Jobs
Models
There are many data models associated to Jobs, mainly for the reason that the nested elements are not always the same. Here’s a brief overview of the current models (this is not a complete list):
API Endpoint | Method | Data class |
---|---|---|
Business Policy | POST | JobDetails |
Business Policy | PUT | JobDetails |
Custom Field | POST | JobDetailsCustomFieldPost |
Custom Field Value Async | PUT | JobDetails |
Data Quality Fields | DELETE | JobDetailsDataQuality |
Data Quality Fields | POST | JobDetailsDataQuality |
Data Quality Value | DELETE | JobDetailsDataQuality |
Data Quality Value | POST | JobDetailsDataQuality |
Document | DELETE | JobDetailsDocumentDelete |
Document Hub Folder | DELETE | JobDetailsDocumentHubFolderDelete |
Document Hub Folder | POST | JobDetailsDocumentHubFolderPost |
Document Hub Folder | PUT | JobDetailsDocumentHubFolderPut |
Document | POST | JobDetailsDocumentPost |
Document | PUT | JobDetailsDocumentPut |
RDBMS Column | POST | JobDetailsRdbms |
RDBMS Table | POST | JobDetailsRdbms |
RDMBS Schema | POST | JobDetailsRdbms |
Term | POST | JobDetailsDocumentPost |
Term | PUT | JobDetailsDocumentPut |
User - Remove Duplicated User Accounts | POST | JobDetails |
Virtual Data Source | POST | JobDetailsVirtualDatasourcePost |
Virtual Filesystem | POST | JobDetails |
Methods
init
__init__(access_token: str, session: requests.Session, host: str, job_response: dict)
Creates an instance of the Job object.
Args:
- access_token (str): Alation REST API Access Token.

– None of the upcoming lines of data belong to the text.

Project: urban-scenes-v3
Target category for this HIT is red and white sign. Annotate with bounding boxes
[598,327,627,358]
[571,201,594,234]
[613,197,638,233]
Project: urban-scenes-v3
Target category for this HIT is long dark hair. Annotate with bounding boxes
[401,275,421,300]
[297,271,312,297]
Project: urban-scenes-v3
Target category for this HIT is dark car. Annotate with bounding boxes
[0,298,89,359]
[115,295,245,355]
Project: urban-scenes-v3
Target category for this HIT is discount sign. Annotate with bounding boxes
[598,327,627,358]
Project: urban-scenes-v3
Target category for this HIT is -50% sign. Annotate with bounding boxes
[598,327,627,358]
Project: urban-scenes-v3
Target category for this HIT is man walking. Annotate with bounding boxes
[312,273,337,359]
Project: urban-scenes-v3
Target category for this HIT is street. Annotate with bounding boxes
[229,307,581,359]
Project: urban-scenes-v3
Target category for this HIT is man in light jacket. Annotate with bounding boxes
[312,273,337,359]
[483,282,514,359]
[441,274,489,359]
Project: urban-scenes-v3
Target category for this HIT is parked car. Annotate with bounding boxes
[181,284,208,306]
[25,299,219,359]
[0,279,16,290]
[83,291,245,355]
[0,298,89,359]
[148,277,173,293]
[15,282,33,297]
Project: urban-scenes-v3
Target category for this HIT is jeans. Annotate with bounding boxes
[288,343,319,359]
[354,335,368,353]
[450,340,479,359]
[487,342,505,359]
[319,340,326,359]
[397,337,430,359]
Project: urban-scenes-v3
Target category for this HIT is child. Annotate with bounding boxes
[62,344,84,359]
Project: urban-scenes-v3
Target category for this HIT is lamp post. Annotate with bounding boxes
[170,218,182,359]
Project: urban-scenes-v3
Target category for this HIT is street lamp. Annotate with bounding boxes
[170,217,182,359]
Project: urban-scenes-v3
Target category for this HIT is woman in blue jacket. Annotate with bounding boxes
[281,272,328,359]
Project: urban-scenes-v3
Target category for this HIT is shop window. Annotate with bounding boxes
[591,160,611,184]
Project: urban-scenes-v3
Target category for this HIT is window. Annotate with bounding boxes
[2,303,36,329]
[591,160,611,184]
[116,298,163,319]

- session (requests.Session): Python requests common session.
- host (str): Alation URL.
- job_response (dict): Alation REST API Async Job Details.
check_job_status
check_job_status()
Query the Alation Background Job and Log Status until Job has completed
_get_job
_get_job() -> JobDetails
Query the Alation Job.
Returns:
- JobDetails: Alation Job.
For Allie-SDK Developers
Design Decisions
Job results are not standardised. Nearly every endpoint and method use some custom data model. Ideally we create specific data classes for each API endpoint and method combination.
Previously the transformation from the returned dict to an object based on a data classes was done in a global/core module (job.py
). This didn’t provide any context (endpoint name and method).
The solution to this was to have job.py
return just the vanilla job object and then to do the transformation/mapping in the specific methods (e.g. post_custom_fields
in custom_field.py
). This provides the necessary context.
Example of vanilla job details returned by a successful custom field POST request:
[
{
'status': 'successful'
, 'msg': 'Job finished in 0.025975 seconds at 2024-09-17 12:50:42.653908+00:00'
, 'result': [
'{"msg": "Starting bulk creation of Custom Fields...", "data": {}}'
, '{"msg": "Finished bulk creation of Custom Fields", "data": {"field_ids": [10323]}}'
]
}
]
Note that the result includes several messages, seemingly one from the start of the process and the final one. In the specific method post_custom_fields
in custom_field.py
we map this to the relevant data class.
Errors
We could already map the error data to JobDetails
within the _map_request_error_to_job_details
and _map_batch_error_to_job_details
methods, however, that would mean that on the main function level (e.g. put_custom_field_values
) we would need to check whether a list with object based on a data class gets returned (e.g. JobDetails
) or a list with dicts. So at this point the logic could get a bit complex and every main function would have to implement this logic.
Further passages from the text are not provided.